473,892 Members | 1,531 Online
Bytes | Software Development & Data Engineering Community
+ Post

Home Posts Topics Members FAQ

how did they do their search algorithm - help anyone with advice, I've got impossible requirements

vic
My manager wants me to develop a search program, that would work like they
have it at edorado.com.
She made up her requirements after having compared how search works at
different websites, like eBay, Yahoo and others.
This is what she wants my program to be able to do:
(try this test at different websites just for fun).

At eBay:

- enter the word 'television' in a search field you will get 2155 items.

- enter the word 'televisions' (in plural) you will get only 60 items

- enter the word 'tv' you will get 5147 items.

In other words - if entering different variations of the same word, you
will be getting different results .

My manager showed me one website (www.edorado.com ), where the above problem
didn't occur during her testing.

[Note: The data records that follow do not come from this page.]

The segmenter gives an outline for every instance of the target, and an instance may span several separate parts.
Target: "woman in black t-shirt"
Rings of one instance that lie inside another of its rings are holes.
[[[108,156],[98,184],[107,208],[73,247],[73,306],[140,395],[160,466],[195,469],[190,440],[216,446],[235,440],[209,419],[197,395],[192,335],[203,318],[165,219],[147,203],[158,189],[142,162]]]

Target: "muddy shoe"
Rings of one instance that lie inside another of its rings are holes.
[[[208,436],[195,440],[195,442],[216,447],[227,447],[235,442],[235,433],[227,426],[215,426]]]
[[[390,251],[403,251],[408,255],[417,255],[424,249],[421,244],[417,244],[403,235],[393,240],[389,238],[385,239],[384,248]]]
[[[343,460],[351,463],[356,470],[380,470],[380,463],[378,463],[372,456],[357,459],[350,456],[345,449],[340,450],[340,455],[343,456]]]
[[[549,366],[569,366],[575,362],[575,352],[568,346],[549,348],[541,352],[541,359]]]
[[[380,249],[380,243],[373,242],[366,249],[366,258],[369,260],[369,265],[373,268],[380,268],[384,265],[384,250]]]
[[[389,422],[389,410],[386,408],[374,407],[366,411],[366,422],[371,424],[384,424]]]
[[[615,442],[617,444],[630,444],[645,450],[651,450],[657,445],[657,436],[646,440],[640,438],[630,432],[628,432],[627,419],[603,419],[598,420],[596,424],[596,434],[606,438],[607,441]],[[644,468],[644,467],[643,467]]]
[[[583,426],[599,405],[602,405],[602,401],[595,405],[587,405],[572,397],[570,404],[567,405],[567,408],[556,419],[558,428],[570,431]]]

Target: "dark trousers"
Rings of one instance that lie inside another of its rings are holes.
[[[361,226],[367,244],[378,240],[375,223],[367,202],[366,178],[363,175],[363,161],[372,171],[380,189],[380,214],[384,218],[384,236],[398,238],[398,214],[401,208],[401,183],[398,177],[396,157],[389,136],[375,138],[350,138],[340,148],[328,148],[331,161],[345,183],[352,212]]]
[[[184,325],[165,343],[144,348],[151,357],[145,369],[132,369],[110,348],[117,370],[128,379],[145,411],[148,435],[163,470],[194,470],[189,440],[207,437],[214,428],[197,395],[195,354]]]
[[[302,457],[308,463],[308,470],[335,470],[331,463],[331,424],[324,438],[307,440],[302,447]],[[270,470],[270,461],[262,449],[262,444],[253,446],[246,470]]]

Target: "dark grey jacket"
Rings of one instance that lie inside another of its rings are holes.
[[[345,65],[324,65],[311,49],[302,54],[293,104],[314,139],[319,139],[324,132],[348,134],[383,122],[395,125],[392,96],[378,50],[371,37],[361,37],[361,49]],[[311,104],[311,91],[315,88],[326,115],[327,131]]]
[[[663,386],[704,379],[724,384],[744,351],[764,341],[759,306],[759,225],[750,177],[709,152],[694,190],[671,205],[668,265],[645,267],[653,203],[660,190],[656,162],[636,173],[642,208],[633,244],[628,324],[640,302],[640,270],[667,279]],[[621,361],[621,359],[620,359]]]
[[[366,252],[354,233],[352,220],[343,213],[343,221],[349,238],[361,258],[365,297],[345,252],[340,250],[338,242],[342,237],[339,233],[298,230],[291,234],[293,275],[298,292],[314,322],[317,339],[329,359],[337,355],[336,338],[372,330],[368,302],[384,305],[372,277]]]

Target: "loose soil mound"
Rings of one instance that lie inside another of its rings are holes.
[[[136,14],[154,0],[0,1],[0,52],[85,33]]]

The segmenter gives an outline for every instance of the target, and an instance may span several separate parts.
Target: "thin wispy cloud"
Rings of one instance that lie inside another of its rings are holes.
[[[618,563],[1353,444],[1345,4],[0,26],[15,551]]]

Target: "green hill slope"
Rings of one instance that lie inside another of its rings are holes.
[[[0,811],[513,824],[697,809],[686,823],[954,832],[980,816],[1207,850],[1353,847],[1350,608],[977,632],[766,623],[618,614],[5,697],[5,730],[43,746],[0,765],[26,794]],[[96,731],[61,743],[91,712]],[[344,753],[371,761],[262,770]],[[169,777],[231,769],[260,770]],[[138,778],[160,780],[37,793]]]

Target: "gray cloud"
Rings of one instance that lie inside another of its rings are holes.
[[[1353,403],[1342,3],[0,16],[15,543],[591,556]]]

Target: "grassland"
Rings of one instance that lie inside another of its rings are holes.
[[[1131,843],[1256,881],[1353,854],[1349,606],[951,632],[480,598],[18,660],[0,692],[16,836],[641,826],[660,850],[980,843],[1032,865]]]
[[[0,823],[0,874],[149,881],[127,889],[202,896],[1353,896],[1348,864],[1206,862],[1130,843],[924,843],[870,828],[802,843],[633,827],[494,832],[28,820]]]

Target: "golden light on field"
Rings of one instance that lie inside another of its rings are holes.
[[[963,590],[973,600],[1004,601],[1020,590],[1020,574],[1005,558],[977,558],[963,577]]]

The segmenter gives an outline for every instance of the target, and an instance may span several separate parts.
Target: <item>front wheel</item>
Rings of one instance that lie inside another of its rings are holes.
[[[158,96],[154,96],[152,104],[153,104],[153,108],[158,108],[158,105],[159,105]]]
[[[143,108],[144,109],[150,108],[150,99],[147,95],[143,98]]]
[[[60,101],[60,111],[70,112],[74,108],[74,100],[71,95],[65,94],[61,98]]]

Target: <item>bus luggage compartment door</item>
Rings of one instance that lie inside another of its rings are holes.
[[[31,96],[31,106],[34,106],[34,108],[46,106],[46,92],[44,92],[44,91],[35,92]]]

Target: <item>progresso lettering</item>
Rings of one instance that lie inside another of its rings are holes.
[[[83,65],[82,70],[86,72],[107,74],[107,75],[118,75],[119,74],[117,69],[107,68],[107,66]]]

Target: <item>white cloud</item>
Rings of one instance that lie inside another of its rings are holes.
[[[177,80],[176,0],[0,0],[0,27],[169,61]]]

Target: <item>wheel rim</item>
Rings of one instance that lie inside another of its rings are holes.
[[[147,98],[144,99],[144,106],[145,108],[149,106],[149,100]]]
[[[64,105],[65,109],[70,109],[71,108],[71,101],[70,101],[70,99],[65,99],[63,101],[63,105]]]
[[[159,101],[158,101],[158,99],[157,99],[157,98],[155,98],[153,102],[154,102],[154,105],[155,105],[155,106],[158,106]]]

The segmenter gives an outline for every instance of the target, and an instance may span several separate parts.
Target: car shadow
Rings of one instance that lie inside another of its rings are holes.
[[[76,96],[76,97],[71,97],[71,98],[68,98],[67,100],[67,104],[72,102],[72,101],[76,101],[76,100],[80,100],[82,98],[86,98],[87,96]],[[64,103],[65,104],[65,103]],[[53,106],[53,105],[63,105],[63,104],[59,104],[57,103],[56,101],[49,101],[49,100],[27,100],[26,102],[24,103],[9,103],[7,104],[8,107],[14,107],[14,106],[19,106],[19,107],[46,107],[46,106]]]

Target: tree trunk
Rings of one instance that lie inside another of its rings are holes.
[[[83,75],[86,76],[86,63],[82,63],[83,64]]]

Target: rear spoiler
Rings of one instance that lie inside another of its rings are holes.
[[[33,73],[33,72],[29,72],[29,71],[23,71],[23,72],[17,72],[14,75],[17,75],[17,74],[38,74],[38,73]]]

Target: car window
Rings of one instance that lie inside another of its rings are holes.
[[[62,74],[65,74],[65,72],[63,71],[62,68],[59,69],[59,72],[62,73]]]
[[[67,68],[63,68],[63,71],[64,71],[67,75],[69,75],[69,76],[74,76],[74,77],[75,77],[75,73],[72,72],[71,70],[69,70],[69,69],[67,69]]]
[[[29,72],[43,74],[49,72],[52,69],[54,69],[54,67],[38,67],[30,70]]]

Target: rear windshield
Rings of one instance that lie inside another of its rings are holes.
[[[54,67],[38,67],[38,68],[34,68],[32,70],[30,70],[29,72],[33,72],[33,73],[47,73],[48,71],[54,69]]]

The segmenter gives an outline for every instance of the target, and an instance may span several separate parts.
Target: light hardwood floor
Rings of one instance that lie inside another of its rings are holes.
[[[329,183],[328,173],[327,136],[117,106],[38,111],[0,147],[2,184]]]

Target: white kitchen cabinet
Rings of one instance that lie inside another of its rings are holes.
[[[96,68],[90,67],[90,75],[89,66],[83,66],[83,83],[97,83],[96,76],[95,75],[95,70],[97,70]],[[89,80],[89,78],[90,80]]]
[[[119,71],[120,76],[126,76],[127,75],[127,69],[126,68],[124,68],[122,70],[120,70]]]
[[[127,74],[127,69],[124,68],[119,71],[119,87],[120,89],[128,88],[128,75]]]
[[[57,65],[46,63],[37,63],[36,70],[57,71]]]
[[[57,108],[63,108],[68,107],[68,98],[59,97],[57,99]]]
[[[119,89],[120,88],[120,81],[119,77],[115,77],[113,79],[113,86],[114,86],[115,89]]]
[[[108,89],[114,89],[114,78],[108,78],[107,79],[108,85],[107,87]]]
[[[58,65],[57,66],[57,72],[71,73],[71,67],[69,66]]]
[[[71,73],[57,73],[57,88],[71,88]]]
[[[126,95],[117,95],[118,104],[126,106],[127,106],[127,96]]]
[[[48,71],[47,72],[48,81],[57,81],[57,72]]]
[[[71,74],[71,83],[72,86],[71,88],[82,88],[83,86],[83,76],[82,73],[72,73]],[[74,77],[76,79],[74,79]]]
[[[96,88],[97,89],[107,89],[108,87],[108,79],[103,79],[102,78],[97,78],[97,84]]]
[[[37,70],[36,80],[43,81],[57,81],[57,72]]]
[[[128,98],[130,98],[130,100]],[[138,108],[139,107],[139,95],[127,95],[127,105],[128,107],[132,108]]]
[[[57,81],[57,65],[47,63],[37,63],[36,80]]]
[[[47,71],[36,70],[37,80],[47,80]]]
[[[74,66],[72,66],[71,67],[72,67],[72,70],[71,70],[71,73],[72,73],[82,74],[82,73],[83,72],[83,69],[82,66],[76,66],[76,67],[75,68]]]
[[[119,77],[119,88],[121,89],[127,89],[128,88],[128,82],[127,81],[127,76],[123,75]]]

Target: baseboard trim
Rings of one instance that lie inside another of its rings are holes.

When searched for 3 different forms of the
word 'tv' she was always getting the same results.

And another important thing: the result set came very precise - televisions,
not other things, speaking statistically - 'low noise', or in other words -
very low percentage of unrelated items.

Could anyone from those who work on development of search engines offer me
any advise on how I should approach to the design of my algorithm. I don't
have much experience in programming this kind of search, and my manager is a
real snake. According to her, if search engine brings hundreds of thousands
results, the user would not be able to browse through all of them, so what
she wants my program to do - is to bring less results, and only those that
are most relevant to the search term.

Could anyone help me with advise?

Jul 20 '05 #1
14 4646
"vic" <vi*@hotmail.co m> wrote:
My manager wants me to develop a search program, that would work like they
have it at edorado.com.
She made up her requirements after having compared how search works at
different websites, like eBay, Yahoo and others.
This is what she wants my program to be able to do:
(try this test at different websites just for fun).

At eBay:

- enter the word 'television' in a search field you will get 2155 items.

- enter the word 'televisions' (in plural) you will get only 60 items

- enter the word 'tv' you will get 5147 items.

In other words - if entering different variations of the same word, you
will be getting different results .

My manager showed me one website (www.edorado.com ), where the above problem
didn't occur during her testing. When searched for 3 different forms of the
word 'tv' she was always getting the same results.
They seem to assign everything to a category and the search facility
is initially searching for categories not for specific items. For
example searching for antique finds the antiques category but does not
find any items with the word antique in their title in other
categories.

It is easy to set up the television category to be associated with the
keywords television, tv, etc.
And another important thing: the result set came very precise - televisions,
not other things, speaking statistically - 'low noise', or in other words -
very low percentage of unrelated items.
See above, you're not searching for items, you're searching for
categories. Hence anything you find will be relevant (assuming
everything is in the correct category) but there's a good chance that
you won't find anything at all if you search for something specific.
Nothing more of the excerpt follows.